Вначале Раэм жадно стремился к их близости, словно желая поглотить как можно быстрее, насытить свой чувственный голод, завоёвывая, покоряя, вынуждая животную часть её натуры одержать верх и дать ему желаемое. Он требовал всю Карибу для себя, всё внимание и время, не принимая и намека на отказ. Теперь всё менялось. Раэм с каждым днём окружал её все большей заботой, проводил с ней всё больше времени, и большую его часть вне постели. Причем, он проводил его так, как хотелось бы ей, а не просто таская её за собой, как вещь, в ожидании момента, когда возникнет возможность удовлетворить его непроходящее вожделение. Нет, Кариба не обманывала себя, чувственный голод её супруга не стал меньше. Она видела его в глазах Раэма каждый раз, когда он на неё смотрел.
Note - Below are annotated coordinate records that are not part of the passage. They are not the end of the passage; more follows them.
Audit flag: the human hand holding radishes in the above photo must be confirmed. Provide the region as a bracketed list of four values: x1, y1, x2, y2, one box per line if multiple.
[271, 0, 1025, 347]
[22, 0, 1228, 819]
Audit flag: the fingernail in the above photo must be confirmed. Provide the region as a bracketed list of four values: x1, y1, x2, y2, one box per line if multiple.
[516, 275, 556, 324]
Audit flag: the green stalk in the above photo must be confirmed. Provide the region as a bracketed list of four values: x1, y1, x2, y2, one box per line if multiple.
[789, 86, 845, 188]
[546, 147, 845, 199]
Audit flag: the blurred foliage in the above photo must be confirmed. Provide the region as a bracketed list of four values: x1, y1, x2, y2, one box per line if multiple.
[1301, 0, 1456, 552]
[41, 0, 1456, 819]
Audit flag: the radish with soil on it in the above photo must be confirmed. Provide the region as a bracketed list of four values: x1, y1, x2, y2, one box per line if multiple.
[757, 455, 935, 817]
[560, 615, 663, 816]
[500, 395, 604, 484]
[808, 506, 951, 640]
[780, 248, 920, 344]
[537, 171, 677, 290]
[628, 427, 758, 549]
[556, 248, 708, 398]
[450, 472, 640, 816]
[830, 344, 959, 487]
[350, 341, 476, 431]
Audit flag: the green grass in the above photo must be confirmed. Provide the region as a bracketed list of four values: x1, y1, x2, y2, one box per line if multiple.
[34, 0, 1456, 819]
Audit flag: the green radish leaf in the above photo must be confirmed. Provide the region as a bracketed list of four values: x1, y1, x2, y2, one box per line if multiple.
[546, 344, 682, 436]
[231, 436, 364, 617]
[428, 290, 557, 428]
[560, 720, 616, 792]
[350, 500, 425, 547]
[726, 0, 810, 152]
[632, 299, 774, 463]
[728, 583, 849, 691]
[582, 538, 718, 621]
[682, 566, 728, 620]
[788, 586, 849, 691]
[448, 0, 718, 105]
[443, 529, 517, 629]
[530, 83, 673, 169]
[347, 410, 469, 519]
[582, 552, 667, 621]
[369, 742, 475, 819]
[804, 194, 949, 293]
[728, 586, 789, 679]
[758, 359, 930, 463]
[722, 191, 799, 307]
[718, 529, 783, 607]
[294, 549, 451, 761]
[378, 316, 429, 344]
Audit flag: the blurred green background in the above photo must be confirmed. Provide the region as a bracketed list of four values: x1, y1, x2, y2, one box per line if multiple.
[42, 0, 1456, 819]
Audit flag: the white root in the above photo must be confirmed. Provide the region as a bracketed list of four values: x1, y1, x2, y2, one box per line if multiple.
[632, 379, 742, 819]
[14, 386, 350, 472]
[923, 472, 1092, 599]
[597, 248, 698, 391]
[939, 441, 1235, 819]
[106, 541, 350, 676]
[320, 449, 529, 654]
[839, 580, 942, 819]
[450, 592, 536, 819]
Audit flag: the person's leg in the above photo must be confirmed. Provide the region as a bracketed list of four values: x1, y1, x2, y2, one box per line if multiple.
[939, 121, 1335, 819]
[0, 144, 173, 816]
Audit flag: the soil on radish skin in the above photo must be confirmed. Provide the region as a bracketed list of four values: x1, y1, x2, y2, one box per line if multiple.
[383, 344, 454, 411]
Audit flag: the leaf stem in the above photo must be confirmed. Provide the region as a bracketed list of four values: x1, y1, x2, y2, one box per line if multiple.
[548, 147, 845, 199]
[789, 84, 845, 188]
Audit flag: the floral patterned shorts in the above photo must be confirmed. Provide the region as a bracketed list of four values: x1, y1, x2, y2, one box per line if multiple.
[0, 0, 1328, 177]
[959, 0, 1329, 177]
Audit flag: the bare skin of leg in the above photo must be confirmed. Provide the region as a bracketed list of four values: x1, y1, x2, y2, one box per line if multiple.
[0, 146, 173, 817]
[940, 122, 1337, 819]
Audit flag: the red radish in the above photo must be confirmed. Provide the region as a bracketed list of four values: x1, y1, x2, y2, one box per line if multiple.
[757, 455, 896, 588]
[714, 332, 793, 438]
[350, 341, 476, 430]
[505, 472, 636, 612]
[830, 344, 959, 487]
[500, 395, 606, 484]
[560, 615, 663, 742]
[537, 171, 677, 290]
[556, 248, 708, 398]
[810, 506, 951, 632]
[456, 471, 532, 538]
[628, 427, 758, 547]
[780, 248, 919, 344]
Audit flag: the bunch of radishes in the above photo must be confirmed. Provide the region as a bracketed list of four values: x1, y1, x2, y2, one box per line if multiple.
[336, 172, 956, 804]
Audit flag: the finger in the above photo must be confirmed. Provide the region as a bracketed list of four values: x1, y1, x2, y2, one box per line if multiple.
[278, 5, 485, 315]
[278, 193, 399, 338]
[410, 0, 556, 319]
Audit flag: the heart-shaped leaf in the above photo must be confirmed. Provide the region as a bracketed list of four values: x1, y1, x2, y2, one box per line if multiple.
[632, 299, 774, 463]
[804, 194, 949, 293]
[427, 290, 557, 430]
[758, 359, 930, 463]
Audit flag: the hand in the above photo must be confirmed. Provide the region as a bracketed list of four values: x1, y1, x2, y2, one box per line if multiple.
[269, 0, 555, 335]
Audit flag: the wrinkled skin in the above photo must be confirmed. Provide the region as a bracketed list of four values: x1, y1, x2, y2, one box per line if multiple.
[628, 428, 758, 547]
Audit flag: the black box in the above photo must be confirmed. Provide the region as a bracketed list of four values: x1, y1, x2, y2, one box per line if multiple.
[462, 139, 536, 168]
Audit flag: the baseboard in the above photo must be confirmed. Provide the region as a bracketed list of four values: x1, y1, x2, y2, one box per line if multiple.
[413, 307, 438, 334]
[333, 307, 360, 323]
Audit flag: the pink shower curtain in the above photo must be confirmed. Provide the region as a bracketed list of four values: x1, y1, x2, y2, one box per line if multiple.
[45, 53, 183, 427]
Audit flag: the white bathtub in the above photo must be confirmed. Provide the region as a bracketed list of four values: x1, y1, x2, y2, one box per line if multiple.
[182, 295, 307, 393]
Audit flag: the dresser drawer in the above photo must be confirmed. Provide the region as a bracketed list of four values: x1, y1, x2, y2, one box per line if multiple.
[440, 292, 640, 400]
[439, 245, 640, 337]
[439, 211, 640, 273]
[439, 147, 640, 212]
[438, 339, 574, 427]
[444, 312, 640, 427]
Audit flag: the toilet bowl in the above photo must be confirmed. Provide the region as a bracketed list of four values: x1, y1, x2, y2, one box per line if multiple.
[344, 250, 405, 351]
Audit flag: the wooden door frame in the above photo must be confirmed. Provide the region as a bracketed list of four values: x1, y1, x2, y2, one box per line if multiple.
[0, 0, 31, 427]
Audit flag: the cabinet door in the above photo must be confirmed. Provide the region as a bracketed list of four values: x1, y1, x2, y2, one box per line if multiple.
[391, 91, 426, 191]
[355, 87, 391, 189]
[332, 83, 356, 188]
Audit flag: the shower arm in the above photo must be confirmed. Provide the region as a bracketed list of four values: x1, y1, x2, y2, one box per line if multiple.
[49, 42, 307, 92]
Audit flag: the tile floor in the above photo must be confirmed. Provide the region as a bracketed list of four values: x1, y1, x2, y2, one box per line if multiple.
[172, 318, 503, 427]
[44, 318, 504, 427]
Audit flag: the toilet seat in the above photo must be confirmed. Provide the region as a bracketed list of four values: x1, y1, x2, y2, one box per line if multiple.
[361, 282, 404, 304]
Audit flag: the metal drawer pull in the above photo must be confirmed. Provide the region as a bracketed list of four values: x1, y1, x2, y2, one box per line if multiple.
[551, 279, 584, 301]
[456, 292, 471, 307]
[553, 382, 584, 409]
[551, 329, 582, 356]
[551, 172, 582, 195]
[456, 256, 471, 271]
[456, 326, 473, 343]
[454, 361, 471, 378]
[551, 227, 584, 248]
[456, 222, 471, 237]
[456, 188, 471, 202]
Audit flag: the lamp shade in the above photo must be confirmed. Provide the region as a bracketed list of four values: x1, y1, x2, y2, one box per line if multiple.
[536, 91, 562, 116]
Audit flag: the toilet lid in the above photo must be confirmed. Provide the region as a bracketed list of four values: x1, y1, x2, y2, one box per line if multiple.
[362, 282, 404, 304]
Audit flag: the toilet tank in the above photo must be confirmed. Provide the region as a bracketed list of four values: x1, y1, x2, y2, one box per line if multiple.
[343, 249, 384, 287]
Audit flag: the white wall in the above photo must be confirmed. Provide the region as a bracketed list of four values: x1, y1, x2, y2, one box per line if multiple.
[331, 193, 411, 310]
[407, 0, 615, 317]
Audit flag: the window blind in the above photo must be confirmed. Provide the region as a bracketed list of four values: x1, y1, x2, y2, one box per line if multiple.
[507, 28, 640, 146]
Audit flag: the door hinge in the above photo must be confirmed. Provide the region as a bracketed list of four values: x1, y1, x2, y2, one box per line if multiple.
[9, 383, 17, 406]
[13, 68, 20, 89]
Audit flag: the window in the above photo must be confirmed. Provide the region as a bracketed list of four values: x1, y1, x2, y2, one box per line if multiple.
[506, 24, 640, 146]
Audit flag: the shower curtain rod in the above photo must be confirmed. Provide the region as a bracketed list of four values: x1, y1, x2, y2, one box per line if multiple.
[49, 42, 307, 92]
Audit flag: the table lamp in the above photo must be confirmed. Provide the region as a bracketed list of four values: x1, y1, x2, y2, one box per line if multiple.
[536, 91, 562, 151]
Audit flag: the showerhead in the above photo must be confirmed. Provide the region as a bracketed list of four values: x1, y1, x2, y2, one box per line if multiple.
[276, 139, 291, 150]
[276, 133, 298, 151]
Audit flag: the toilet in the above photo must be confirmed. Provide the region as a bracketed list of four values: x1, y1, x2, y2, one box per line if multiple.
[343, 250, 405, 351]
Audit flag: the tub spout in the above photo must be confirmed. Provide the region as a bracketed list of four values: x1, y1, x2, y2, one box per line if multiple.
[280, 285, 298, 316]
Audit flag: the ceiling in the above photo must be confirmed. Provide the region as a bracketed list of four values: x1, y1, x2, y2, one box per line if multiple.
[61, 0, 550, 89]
Но теперь, помимо откровенного, неприкрытого желания, в этих глазах было что-то ещё. Если бы она не знала, что вышла замуж за Раэма Дараисского Драконьего повелителя, самого властного и жестокого дракона из известных, Кариба сказала бы, что это нежность, потребность и даже временами раскаяние. В такие моменты её словно прожигало насквозь, лишая решимости ненавидеть этого мужчину, заставляя трепетать сердце в желании поверить, что это может быть правдой.
Каждый раз, когда Раэм обучал её искусству боя, ездил с ней на их верховые прогулки или просто сидел рядом вечерами, когда она читала, положив голову ей на колени, Кариба ощущала, как необъяснимое чувство нежности наполняло душу, смущая и приводя в трепет. Все чаще ей хотелось протянуть руку и коснуться его волос, проследить пальцами жесткую линию подбородка, дотронуться до его чувственного рта, что умел ей дарить сказочное блаженство, несмотря на все её сопротивление. И с каждым днём было все сложнее и сложнее напоминать себе, что она делит жизнь и постель с жестоким убийцей и врагом, принудившим её к этому браку. В такие моменты стыд за собственную слабость затоплял её сознание. Кариба чувствовала себя подлой предательницей. Она судорожно вызывала в своей памяти образ Лаэмина, становившийся все более размытым, и собственного отца, стоявшего на коленях перед Раэмом у всех на глазах во дворе их дома. Сломленного и раздавленного мужчину, которого она всегда считала почти всесильным.
Но шли дни, и Раэм шаг за шагом отвоёвывал в её сердце всё больше пространства, стирая осторожными касаниями нежности воспоминания прошлого. И это рвало Карибу на части. Она ведь должна его ненавидеть! ДОЛЖНА! Но почему с каждым днём на это все сложнее было находить силы?
Ночами всё обстояло ещё хуже. Сколько ни твердила Кариба себе, что не может желать Раэма, она желала его. И все неистовее и сильнее. Её тело томилось в ожидании его прикосновений. Кариба и сама не поняла, в какой момент желать Раэма стала не только драконница, но и человеческая часть её натуры. От его близости, его запаха голова Карибы горела как в огне, а тело становилось горячим и ненасытным. Едва Раэм оказывался в одном с ней пространстве, Кариба не могла думать больше ни о чём, кроме жадных прикосновений его рук, влажного скольжения его горячего рта по её коже и того, как каменеют, вздуваясь под его блестящей от пота кожей, его мышцы в момент высшего наслаждения. Воспоминание о звуках его рычания и стонов, в которых одновременно звучали и упоение властью над её телом, и безумное преклонение, и восторг от возможности обладать, заставляли дрожать её тело, и сжиматься лоно сладкой болью. И за это она тоже беспрерывно казнила себя. Как она стала такой слабой? Такой же, как все те женщины, которых сама презирала за то, что они были готовы на все, лишь бы ещё раз разделить постель с Драконьим повелителем.
Путешествуя с Раэмом и посещая замки вассалов, она встречала их. Их голодные, жаркие взгляды впивались в его тело, предлагая и умоляя. И хотя Раэм всегда смотрел лишь на неё, не замечая бывших любовниц, в грудь Карибы впивалась боль, словно выгрызая сердце изнутри. Что это - ревность? Или страх того, что, если бы оказалась на месте этих самых женщин, тоже потеряла бы честь и гордость и ловила бы взгляд Раэма в надежде коснуться ещё хоть раз?